I was talking to my wife the other night, and we were talking about how hard it was to find time to read.

“Yeah, I never do as much reading as I wish I did,” I said, motioning to my bookshelf. I was reading Google News at the time. “You know, I’ve only read about two-thirds of those books.”

“Oh, I know. All day, I’m grading student work, and I just don’t feel like I have time to read anymore,” my wife said as she sorted through a stack of coupons on her lap.

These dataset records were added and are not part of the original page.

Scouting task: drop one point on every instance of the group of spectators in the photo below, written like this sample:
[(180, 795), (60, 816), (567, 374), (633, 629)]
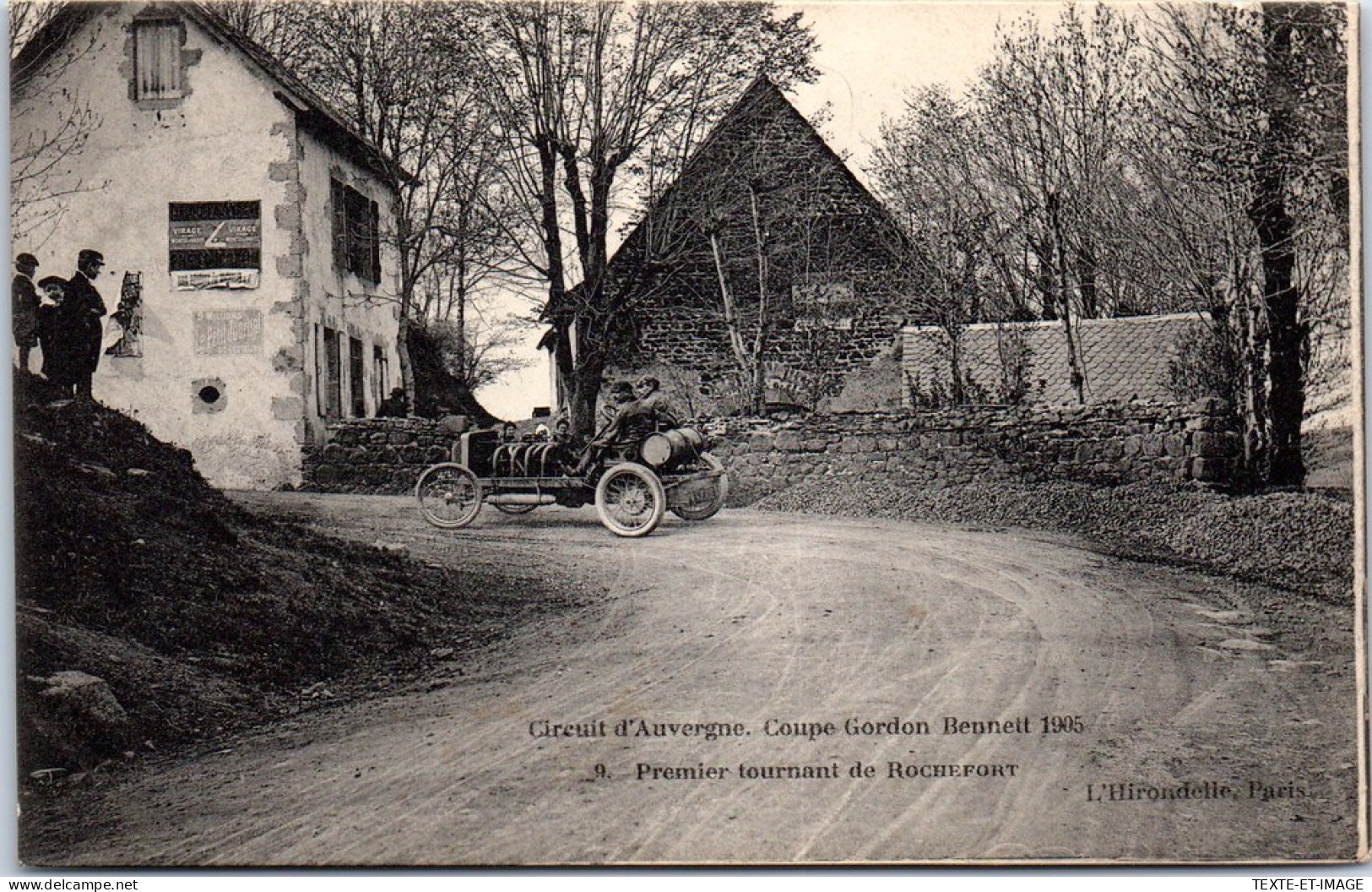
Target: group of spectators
[(62, 318)]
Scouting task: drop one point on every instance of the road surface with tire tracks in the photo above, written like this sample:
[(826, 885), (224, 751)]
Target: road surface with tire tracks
[(775, 688)]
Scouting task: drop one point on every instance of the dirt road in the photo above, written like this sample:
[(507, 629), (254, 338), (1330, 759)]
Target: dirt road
[(715, 705)]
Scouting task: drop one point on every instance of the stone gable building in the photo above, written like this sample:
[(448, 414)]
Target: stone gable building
[(836, 261), (239, 215)]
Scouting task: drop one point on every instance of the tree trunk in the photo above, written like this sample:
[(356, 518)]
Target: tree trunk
[(402, 351), (1065, 302), (586, 379), (759, 384), (954, 332), (726, 296), (1275, 228)]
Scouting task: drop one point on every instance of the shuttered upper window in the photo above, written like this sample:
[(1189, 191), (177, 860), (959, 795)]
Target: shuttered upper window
[(157, 65)]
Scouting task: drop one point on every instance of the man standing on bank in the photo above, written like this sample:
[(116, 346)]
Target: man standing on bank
[(24, 305), (87, 331)]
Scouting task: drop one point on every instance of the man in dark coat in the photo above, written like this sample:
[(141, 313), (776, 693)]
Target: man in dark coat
[(24, 307), (55, 334), (87, 309)]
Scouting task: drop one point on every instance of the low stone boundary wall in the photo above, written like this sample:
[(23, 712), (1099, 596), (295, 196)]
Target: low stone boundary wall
[(1102, 443), (377, 454)]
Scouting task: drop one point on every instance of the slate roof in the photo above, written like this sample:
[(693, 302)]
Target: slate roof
[(1123, 358), (313, 109), (761, 98)]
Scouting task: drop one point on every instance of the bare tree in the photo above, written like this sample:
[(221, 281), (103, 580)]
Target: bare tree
[(929, 168), (1053, 110), (1255, 124), (48, 128)]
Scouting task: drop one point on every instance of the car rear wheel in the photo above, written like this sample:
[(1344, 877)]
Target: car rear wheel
[(630, 500), (450, 496)]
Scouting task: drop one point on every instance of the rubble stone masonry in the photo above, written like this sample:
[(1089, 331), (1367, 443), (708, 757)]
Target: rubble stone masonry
[(1102, 443)]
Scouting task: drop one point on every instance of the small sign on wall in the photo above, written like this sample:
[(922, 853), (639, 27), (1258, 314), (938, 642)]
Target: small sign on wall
[(224, 332), (214, 244), (202, 279)]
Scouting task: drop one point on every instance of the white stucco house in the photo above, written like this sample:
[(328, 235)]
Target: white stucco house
[(236, 210)]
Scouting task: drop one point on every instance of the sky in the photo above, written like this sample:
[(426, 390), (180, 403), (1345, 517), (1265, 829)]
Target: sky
[(870, 55)]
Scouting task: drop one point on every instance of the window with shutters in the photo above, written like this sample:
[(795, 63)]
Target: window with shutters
[(357, 378), (157, 59), (357, 233)]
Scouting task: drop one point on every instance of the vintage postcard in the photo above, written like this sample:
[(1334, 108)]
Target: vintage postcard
[(588, 432)]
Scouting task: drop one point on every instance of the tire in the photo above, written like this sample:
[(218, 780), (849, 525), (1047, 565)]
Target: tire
[(450, 496), (706, 498), (630, 500)]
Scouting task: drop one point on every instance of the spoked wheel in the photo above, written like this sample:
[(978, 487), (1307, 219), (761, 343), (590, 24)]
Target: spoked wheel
[(630, 500), (450, 496), (702, 500)]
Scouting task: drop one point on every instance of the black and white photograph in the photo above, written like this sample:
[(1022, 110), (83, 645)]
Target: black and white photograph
[(588, 432)]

See … this is it. We read all the time. We read (news, funny articles, online comic strips, homework, online fiction, etc.) and write (texts, blogs, emails, homework, etc.) all of the time, yet we do not count those things. It’s a strange thing, but these forms seem invalid. I’m not sure why this is. I mean, I’m not suggesting it is the same as writing a novel or reading Theodore Dreiser’s An American Tragedy (which one should never do, unless one enjoys awful books), but it is reading and writing. It isn’t as though I’m spending all day staring at a TV or playing video games.

Perhaps there is something to these forms. Maybe it’s the immediacy that makes them invalid. There’s something cheap about them. I mean, when I write a story, I’m still writing to an audience … but it seems distant, maybe dignified. I don’t know. Maybe I’m fooling myself.

My writing resolution for 2012 has thus far been rather unsuccessful, so I am starting fresh with a February resolution. Hopefully, this will work out better.